The most sensitive and selective tRNA detection method that we are aware of utilizes probabilistic RNA covariance models [Eddy & Durbin, 1994], which are based on stochastic context-free grammar techniques. However, searching with covariance models has two drawbacks. First, it is extremely CPU-intensive, requiring days to weeks of processor time to scan megabase-size genomic data from higher eukaryotes. Second, the general nature of the approach hampers output of tRNA-specific feature information such as anticodon, isotype, and intron position. Our goal in the development of tRNAscan-SE was to produce a practical (i.e., fast) application of stochastic context-free grammar-based RNA analysis methods with sensitivity and selectivity as close as possible to using native covariance model searches. tRNAscan-SE achieves this goal.

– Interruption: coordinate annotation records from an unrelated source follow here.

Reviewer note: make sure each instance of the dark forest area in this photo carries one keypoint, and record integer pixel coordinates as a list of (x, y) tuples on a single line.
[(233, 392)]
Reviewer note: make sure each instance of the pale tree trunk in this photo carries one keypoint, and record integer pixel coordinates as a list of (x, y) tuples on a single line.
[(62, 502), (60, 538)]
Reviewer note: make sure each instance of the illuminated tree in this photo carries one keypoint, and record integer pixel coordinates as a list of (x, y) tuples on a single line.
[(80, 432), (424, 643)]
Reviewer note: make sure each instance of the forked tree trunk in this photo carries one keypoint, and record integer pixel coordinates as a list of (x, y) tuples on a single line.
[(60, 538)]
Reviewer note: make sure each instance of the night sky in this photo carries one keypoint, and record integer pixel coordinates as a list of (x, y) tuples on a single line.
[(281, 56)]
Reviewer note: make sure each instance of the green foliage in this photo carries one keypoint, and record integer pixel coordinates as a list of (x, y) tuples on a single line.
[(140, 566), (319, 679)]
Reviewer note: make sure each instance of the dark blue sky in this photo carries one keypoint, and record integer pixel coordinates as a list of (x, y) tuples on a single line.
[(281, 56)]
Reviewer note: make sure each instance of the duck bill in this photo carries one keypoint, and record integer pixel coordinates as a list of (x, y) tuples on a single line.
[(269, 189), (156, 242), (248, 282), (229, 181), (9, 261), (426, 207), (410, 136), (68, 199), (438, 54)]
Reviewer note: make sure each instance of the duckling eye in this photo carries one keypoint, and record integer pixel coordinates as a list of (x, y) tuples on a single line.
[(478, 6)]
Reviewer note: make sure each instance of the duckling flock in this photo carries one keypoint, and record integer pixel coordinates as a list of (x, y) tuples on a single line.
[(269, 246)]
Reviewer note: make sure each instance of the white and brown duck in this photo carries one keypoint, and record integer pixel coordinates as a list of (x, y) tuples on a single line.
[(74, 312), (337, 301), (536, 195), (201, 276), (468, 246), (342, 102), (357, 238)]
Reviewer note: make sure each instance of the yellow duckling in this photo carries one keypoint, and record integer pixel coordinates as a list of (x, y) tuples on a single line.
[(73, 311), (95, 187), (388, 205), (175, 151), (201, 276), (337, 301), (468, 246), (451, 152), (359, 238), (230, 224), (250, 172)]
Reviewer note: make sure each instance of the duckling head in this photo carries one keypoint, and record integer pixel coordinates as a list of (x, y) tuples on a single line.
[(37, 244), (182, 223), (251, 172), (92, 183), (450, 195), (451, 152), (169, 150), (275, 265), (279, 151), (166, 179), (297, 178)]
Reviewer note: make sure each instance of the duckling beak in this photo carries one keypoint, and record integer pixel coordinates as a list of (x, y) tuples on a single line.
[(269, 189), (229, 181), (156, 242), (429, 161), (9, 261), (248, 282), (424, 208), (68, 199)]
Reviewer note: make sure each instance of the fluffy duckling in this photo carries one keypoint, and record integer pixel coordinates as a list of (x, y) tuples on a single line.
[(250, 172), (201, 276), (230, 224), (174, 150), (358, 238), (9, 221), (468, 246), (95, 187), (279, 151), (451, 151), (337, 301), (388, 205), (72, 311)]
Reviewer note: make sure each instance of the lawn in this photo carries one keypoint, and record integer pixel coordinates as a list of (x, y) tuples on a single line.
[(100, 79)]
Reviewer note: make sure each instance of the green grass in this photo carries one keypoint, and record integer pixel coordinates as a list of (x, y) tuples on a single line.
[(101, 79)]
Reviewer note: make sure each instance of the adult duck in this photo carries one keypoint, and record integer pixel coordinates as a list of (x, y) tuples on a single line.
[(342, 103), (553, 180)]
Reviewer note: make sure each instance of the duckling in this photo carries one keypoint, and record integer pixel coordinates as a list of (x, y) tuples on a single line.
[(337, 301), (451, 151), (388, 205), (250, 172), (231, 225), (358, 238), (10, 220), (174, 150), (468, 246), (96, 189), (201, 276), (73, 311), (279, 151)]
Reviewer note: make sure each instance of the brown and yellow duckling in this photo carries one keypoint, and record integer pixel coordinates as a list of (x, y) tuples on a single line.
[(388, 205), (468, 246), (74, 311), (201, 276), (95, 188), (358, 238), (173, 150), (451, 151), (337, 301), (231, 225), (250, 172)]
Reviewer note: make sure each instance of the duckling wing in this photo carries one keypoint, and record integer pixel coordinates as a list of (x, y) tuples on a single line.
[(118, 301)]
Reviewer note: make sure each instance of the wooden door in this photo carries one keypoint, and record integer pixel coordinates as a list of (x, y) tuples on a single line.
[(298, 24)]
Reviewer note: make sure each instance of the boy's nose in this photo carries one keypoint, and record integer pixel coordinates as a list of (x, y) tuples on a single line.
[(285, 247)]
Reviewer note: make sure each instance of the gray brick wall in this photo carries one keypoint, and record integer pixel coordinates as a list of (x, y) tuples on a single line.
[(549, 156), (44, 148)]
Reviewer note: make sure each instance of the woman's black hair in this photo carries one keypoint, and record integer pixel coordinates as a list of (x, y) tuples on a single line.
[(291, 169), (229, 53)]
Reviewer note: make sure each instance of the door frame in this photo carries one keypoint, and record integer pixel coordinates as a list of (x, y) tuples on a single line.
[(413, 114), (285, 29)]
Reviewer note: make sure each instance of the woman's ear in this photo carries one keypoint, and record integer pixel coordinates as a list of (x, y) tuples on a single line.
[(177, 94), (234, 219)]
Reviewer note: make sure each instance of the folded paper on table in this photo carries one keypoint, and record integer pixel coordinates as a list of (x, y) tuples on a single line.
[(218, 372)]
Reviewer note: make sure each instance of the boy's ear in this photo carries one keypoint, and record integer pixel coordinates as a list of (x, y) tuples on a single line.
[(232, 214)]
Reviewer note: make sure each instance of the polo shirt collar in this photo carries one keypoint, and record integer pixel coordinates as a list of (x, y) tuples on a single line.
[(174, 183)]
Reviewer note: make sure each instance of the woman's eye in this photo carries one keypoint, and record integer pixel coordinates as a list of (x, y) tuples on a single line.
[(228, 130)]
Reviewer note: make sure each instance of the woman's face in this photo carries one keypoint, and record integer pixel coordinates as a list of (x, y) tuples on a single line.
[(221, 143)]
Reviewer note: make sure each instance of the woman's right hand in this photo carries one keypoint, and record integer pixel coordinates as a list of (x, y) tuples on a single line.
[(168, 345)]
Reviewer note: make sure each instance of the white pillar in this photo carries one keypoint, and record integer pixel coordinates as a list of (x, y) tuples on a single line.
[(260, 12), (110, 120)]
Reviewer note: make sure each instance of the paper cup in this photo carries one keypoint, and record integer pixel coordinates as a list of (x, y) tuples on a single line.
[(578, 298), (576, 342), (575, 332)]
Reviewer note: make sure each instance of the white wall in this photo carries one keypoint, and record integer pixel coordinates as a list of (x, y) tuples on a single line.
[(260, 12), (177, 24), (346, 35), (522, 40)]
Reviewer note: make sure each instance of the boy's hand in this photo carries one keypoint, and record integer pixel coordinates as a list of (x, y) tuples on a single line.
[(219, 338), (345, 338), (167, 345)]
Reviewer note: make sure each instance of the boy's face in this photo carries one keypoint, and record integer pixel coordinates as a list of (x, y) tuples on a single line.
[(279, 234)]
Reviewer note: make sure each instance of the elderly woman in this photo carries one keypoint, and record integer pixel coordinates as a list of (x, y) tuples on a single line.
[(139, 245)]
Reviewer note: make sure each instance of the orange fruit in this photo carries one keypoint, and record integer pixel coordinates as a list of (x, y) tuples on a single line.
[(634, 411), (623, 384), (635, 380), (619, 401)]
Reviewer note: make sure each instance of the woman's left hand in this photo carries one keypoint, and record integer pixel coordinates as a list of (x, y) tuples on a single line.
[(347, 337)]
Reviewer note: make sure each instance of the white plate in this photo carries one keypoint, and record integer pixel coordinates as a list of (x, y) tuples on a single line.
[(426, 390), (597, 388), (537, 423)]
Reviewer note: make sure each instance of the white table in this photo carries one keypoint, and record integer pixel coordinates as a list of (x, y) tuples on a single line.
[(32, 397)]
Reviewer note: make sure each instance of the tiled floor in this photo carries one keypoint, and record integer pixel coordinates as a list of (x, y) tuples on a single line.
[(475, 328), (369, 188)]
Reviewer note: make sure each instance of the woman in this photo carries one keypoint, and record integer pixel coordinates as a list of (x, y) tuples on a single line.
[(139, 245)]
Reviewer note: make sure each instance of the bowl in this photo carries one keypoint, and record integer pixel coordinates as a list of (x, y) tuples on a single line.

tRNAscan-SE increases tRNA covariance model search speed by 1,000 to 3,000 fold while offering nearly equal sensitivity and slightly improved selectivity. Selenocysteine tRNA detection features are built into tRNAscan-SE, including modifications to EufindtRNA and the use of selenocysteine tRNA covariance models. With these additions, tRNAscan-SE correctly identifies both of the selenocysteine tRNAs in the Sprinzl database not detected by normal covariance model analysis. The Genbank version of one of these two selenocysteine tRNA sequences, CTTRSEL from C. thermoaceticum, was also detected within the Genbank tRNA subset (the other selenocysteine tRNA was not in the Genbank subset).
tRNAscan-SE also extends the maximum length of tRNAs detectable to almost any length. In covariance model analysis, search time increases as the square of the maximum tRNA length, so the search window has typically been limited to 150 bp. In tRNAscan-SE, the first-pass scanners define the approximate bounds of a tRNA, and for tRNAs with very long introns, intervening sequences can be cut out based on the first-pass analysis. This allows detection of rare, abnormally long tRNAs without greatly increasing the overall average search time. In the Genbank subset, tRNAscan-SE detected four tRNAs (HALTGW plus three detected with the -L option) whose introns, ranging from 104 to 850 bp, exceeded the normal length limit for covariance model detection.